Panda Inn, a sit-down restaurant chain, has 4 locations, all of which are in California, plus Wasabi, a Japanese concept.

Panda Group has been aggressively supporting popular Asian chains by introducing them in the American market. Uncle Tetsu, Yakiya, Pieology and Ippudo are all concepts supported by Panda Group.

In 2024 it was ranked 107 on the Forbes list of America's Largest Private Companies.

==Philanthropy==
The majority of the Cherngs donations are done through Panda Cares, the giving arm of the Panda Group, and the Panda Charitable Foundation, to education, youth leadership development and health. Since 1999 Panda Cares has raised over $107 million.

In July 2017, the company pledged $10 million to the Children's Hospital Los Angeles, where the sixth floor will be renamed the Panda Express Floor.

In May 2022, The Huntington Hospital in Pasadena, California announced a $25 million gift from the Panda Charitable Family Foundation in support of enhancements to the hospital’s surgical care program.
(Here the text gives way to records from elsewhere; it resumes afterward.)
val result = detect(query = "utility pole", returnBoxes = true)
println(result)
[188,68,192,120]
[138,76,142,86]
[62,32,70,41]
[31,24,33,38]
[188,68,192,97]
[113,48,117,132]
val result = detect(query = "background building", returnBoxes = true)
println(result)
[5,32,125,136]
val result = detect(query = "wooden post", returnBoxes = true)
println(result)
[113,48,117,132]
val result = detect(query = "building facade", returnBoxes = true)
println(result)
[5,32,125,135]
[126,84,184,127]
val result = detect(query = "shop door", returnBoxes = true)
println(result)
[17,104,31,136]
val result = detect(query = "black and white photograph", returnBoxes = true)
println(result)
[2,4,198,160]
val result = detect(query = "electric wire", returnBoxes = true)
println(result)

The Huntington Hospital announced they will be displaying the family's name on campus as a thank you to their commitment and continuous support of the hospital.

November 2022, the company pledged $5 million to create the “Panda Cares Center of Hope” within OHSU Doernbecher Children’s Hospital in Portland, Oregon. OHSU Doernbecher’s Panda Cares Center of Hope is housed in the South Acute Care Unit located on the 9th floor of Doernbecher, and expands services provided for acute patients.